Nelson Acosta Espinoza
Venezuela 4 de diciembre del 2025
Idiota. Término que en su acepción primigenia carecía de la tonalidad ofensiva que tiene en la actualidad.
Originariamente se utilizaba para calificar a las personas que se ocupaban exclusivamente de sus negocios privados «*de sus goces y felicidad particular, (idia)..que no intervienen en el ámbito público ni se ocupan de lo común, de la polis, de su conservación y mantenimiento»*
(koina). De ahí surge el término idiota.
En política es utilizado para calificar aquellas propuestas que tienen como propósito desconectar al ciudadano común de toda participación en el manejo de los asuntos colectivos.

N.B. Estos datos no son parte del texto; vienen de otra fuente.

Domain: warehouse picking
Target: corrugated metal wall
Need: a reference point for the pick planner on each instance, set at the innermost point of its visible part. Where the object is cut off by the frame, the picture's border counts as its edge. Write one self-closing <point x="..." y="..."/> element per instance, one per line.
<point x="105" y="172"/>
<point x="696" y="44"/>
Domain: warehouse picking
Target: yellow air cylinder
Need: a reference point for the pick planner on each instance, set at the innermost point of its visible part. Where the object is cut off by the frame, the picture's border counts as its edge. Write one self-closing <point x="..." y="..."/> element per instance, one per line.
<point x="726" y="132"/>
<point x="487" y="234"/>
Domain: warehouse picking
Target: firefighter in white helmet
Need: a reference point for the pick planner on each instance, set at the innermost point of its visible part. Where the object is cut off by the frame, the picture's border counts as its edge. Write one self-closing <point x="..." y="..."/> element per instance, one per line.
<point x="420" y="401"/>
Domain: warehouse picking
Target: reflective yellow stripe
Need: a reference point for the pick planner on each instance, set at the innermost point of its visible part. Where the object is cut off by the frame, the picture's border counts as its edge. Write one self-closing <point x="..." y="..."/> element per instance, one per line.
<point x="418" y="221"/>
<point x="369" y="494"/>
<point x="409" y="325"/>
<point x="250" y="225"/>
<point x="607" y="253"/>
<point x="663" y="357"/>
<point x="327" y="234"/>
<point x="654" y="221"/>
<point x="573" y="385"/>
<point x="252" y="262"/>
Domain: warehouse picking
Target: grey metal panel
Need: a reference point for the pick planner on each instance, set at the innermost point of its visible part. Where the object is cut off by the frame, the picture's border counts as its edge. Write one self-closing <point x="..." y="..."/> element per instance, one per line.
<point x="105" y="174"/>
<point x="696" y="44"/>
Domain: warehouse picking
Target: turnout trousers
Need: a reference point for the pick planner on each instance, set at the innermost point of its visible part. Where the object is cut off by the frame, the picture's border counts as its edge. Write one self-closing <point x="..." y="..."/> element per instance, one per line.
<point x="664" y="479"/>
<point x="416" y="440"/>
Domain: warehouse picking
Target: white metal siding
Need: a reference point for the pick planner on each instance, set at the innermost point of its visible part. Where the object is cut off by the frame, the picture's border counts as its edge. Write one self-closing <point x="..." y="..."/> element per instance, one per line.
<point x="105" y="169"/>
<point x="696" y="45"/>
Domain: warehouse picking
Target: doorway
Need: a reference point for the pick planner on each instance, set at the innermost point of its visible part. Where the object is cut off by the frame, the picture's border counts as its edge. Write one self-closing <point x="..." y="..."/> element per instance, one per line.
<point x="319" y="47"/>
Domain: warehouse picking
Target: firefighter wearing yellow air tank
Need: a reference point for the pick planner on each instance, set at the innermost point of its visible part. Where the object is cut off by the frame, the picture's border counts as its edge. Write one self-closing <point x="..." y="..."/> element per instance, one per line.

Desertar del ámbito público. Oportunidad para que una «camada» de representantes seleccionados mediante unas elecciones, en gran parte manipuladas por esa misma élite, se apropien de esos espacios.
Las reglas que regulan la representatividad en las democracias fueron diseñadas para mantener a los ciudadanos apartados de toda participación en el gobierno «*para forzarle a dejar la administración de lo público a una aristocracia de representantes seleccionadas a través de unas elecciones que en gran parte manipulada por esa misma élite* «
Es justo preguntarse ¿A quién responsabilizar por esta perdida de virtud ciudadana? ¿Al modelo liberal de representación política?
Autores como Hanna Arendt y Cornelius Castoriadis señalan que desde el momento en que hay representantes permanentes, «*la autoridad, la actividad y la iniciativa política son arrebatadas a los ciudadanos para ser asumidas por el cuerpo restringido de representantes, los cuales las emplean para consolidar su propia posición».*
Endosan, así, al mecanismo de la representación la responsabilidad por la baja calidad de la experiencia democrática.
Se supone que la apatía surge desde el momento en que se desanima la participación ciudadana al reducirla al mero acto de votación o como un simple mecanismo de reclutamiento clientelar.
Para muestra el botón de la revolución bolivariana. La virtud ciudadana, entendida como implicación personal en el manejo de lo público no existe. Al margen de la retórica oficial la supuesta participación popular es inexistente. Se da, exclusivamente, en términos de reclutamiento de clientelas electorales.
Más allá de esta práctica el activismo cívico no es requerido ni estimulado.
Antes por el contrario, este gobierno ha impulsado una cultura «mendigante» a base de la adjudicación de bonos a cambio de lealtad política.
Ciertamente, la democracia representativa tiene mala imagen. Grupos políticos de extrema izquierda y derecha aprecian en forma crítica este hecho político. Se le acusa de poner en manos de una élite de poderosos la rienda de la gobernación, *«sometidas tan sólo al control formal y periódico de unas elecciones que sólo podían perpetuarles en el poder»*
Hasta aquí las observaciones críticas a la representación.
Avancemos hacia su visión optimista. En esta óptica debemos asumirla como un procedimiento de doble vía. O para excluir o incluir a la gente de la política.
Es el procedimiento que permite traducir a este plano el pluralismo intrínseco de nuestras sociedades complejas y administrar el disenso.
Está última consideración es vital. La teoría y práctica política tradicional ha estado afectada de una desviación consensualista.
Está «adición» se encuentra presente en la conducta de actores importantes de la oposición venezolana.
Entiendo que la política ha de entenderse como «*la gestión civilizada del desacuerdo en torno a los intereses y a las concepciones de lo que es el bien en general»* «
Ojo, el disenso no excluye el consenso, pero el disenso es la regla y el consenso la excepción.
Está apreciación tiene y tendrá un valor estratégico en el marco de los próximos acontecimientos en el país.
Nos enfrentaremos ante la necesidad de crear nuevas realidades políticas y dejar atrás viejas y ya superadas experiencias.
La democracia representativa no está ajena de problemas «*es un marco valioso para ir descubriendo de continuo qué acuerdos pueden alcanzarse sobre unas verdades que previamente eran consideradas inmiscibles»*.
El cultivo de la disidencia hará posible ese mestizaje y permitiría experimentar la elaboración de narrativas políticas asentadas en una renovada cultura política.
Experiencia que la consensualidad no lo facilitaría.
La tarea es simple: *«dejar de ser «gilipollas»*.